Но теперь вот славные перспективы оказались под вопросом. Во-первых, сгоряча перепечатали из итальянской газеты заметку о личном состоянии российского премьера, непонятно насколько проверенную и насколько соответствующую действительности (вот она, Игорева любимая молодежь!). Сам Данилин был в момент публикации за границей, а Игорь делегировал ведение номера Ольге, а та положилась на Чаброва… Теперь отношения с правительством были безнадежно испорчены и оттуда поступали сигналы «дружественным» компаниям – что хорошо бы, дескать, взять необъезженные «Вести» наконец под уздцы… В этой обстановке могущественный, с огромными связями наверху «Эм-Банк» принялся всерьез скупать акции газеты. Правда, у редакции, у Щелина, у Ольги, Игоря и еще двух-трех коренных сотрудников (например, коммерческого директора Гонцова) вместе набирался блокирующий пакет, который не давал никому овладеть газетой. Но стоило одному из них дать слабину, и пиши пропало.
Каждый божий день Данилин встречался со всеми главными действующими лицами этого списка, профилактическую работу проводил, обещал фантастические дивиденды в этом году выплатить. Держал коллег за руки, что называется, в глаза проникновенно заглядывал… Вот и с Игорем даже нельзя поругаться толком – а вдруг обидится да акции «Эм-Банку» продаст?
Да черт с ним, пусть делает что хочет со своей третьей полосой, далась она мне, подумал Данилин.
Ну и отвлечь бы его чем-нибудь таким увлекательным. Например, письмом вот этим.
Игорь почитал письмо, повертел его в руках, понюхал зачем-то.
Наконец сказал:
– Духами хорошими пахнет… Но вообще, чушь собачья, выбрось ты его в корзину.
– Ты уверен?
– Абсолютно! Это или сумасшедшая, или просто дура писала. Или даже розыгрыш такой. Выкинь и думать забудь. Мало ли писем в редакцию приходит, вся разница, что это из Англии. Якобы. А то, может, и за углом тут где-нибудь сочиняли. Знают, что ты к Туманному Альбиону слабость питаешь.
Вряд ли ответсек настолько владел английским, чтобы до конца понять письмо, а тем более оценить уровень языка, но суть дела, наверно, уловил.
Данилин письма пока выбрасывать не стал, положил его на краешек стола.
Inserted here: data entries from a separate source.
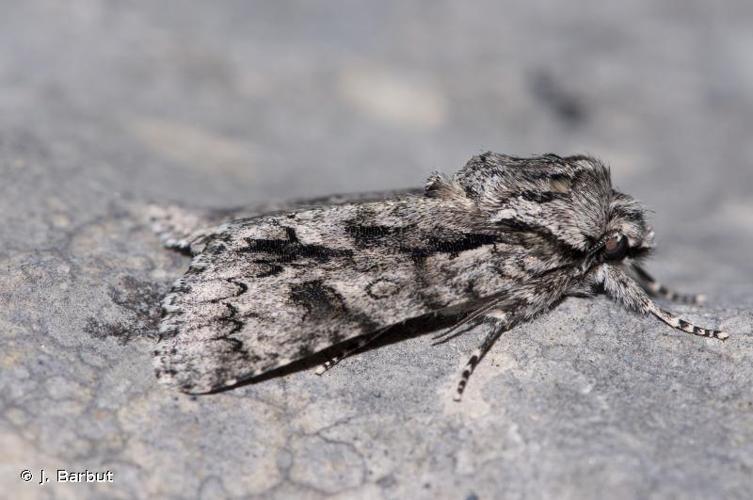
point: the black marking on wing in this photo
(291, 249)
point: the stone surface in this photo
(108, 105)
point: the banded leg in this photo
(681, 324)
(656, 289)
(499, 323)
(621, 287)
(359, 344)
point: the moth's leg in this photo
(498, 322)
(619, 286)
(357, 345)
(656, 289)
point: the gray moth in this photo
(498, 243)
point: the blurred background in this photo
(216, 104)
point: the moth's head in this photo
(627, 233)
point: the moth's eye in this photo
(615, 247)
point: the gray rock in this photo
(108, 106)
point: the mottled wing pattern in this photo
(265, 291)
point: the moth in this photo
(501, 241)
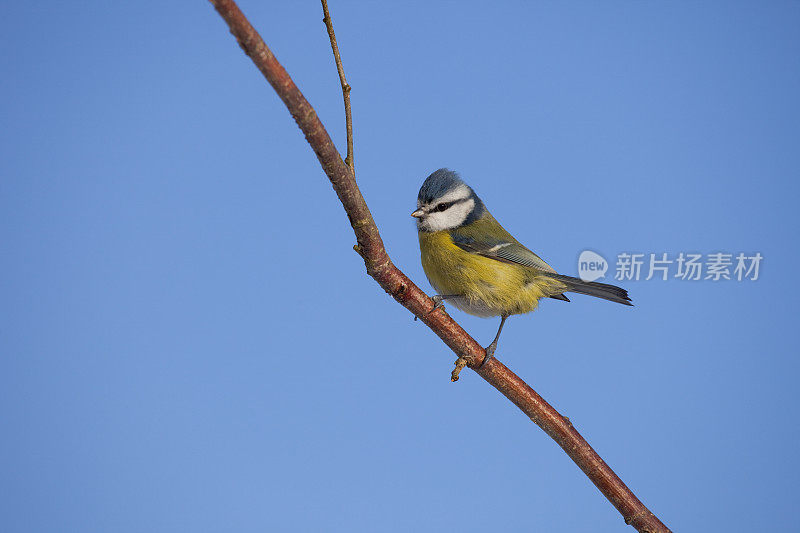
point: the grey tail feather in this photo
(592, 288)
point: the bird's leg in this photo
(492, 347)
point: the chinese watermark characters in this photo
(717, 266)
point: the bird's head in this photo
(446, 202)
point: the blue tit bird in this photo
(475, 264)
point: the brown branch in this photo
(348, 118)
(401, 288)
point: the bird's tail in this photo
(592, 288)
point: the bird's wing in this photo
(500, 246)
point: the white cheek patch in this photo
(461, 192)
(448, 219)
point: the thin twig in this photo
(401, 288)
(348, 118)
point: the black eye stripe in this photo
(443, 206)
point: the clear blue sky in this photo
(189, 343)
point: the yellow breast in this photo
(488, 287)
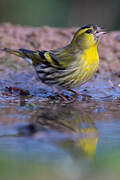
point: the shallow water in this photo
(41, 137)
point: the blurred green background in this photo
(61, 13)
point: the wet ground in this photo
(41, 137)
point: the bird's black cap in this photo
(88, 26)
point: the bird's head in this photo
(87, 36)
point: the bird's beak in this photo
(99, 33)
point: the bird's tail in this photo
(28, 55)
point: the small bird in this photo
(68, 67)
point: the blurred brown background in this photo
(61, 13)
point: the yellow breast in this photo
(87, 65)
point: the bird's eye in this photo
(89, 31)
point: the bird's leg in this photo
(77, 93)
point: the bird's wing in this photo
(58, 59)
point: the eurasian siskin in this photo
(70, 66)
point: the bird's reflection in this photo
(66, 126)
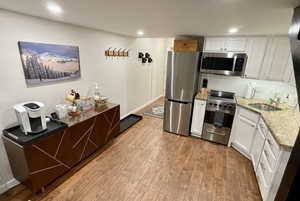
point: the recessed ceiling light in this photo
(54, 8)
(140, 33)
(233, 30)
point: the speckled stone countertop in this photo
(201, 96)
(70, 121)
(284, 124)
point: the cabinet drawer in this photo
(270, 156)
(186, 45)
(262, 126)
(264, 190)
(273, 144)
(252, 116)
(266, 170)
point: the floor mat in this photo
(156, 111)
(129, 121)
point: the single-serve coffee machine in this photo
(31, 117)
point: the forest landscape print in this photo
(49, 62)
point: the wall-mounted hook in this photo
(107, 52)
(121, 53)
(126, 53)
(110, 52)
(115, 52)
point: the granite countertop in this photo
(70, 121)
(201, 96)
(284, 124)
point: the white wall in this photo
(264, 89)
(124, 80)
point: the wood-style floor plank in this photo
(147, 164)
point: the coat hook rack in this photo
(115, 52)
(145, 57)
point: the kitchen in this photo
(249, 105)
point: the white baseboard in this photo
(141, 107)
(11, 183)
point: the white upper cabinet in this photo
(255, 50)
(219, 44)
(276, 60)
(289, 75)
(269, 58)
(235, 44)
(214, 44)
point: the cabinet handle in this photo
(266, 153)
(270, 142)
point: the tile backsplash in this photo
(264, 89)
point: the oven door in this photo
(217, 126)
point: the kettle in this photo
(250, 91)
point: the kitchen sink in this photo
(265, 107)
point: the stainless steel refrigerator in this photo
(181, 87)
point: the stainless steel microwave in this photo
(225, 63)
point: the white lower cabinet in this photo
(243, 131)
(269, 159)
(257, 147)
(198, 118)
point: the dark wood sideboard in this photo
(40, 162)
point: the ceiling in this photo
(168, 18)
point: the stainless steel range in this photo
(219, 114)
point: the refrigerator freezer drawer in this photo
(177, 117)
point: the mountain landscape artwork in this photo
(49, 62)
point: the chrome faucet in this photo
(275, 101)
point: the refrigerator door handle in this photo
(177, 101)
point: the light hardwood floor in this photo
(147, 164)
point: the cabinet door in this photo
(214, 44)
(43, 163)
(276, 59)
(244, 133)
(257, 147)
(256, 48)
(235, 44)
(198, 117)
(289, 76)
Все гениальные Игоревы идеи утвердил быстро и без поправок, даже безумный проект про мусорные свалки, лишь бы избавиться от него поскорее.
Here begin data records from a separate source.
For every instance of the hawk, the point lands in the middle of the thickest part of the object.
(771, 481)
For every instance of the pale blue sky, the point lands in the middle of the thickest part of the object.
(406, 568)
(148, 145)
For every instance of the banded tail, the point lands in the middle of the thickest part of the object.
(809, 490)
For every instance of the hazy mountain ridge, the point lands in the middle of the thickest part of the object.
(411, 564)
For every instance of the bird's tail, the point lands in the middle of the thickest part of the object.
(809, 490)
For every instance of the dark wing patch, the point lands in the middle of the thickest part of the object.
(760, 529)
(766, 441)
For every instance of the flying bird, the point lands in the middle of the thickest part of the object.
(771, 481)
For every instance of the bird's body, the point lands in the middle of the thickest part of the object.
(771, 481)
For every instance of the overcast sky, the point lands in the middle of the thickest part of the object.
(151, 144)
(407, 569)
Но только тот ушел, как в дверь тихонько поскреблись, и сердце Данилина екнуло – этот характерный звук он знал уже наизусть.
4
В прошлый раз он долго притворялся, что не слышит, но это ничего не дало, только секретаршу, наверно, обескуражило. Стоит человек за дверью главного редактора и скребется! «Могу же я, в конце концов, и по телефону разговаривать, даже и по вертушке, по правительственной связи, может быть! Почему я должен на каждый звук немедленно реагировать?» – рассуждал он сам с собой. Но все же на этот раз решил эксперимент больше не повторять, сразу откликнулся, сказал громко и ясно: «Да-да!»
Ольга вошла, беззвучно закрыла за собой дверь, молча пошла к окну, уселась на подоконник.
– Доброе утро! – деловым тоном сказал Данилин. По крайней мере, он надеялся, что он так звучит: делово. Не фальшиво. Хотя быть не фальшивым в такой ситуации – это вообще нечто сверхчеловеческое.
– Привет, – вдруг сказала Ольга, ни к кому вроде не обращаясь – так, в воздух перед собой. – Мне надо бы в Прагу съездить, пивка попить.
– А кроме пивка, что там?
– Да с Гавелом можно интервью получить.
– А Гавел – это сейчас важно?
– Гавел – это всегда важно. А перед выборами тем более. Когда у нас опять коммунисты маячат.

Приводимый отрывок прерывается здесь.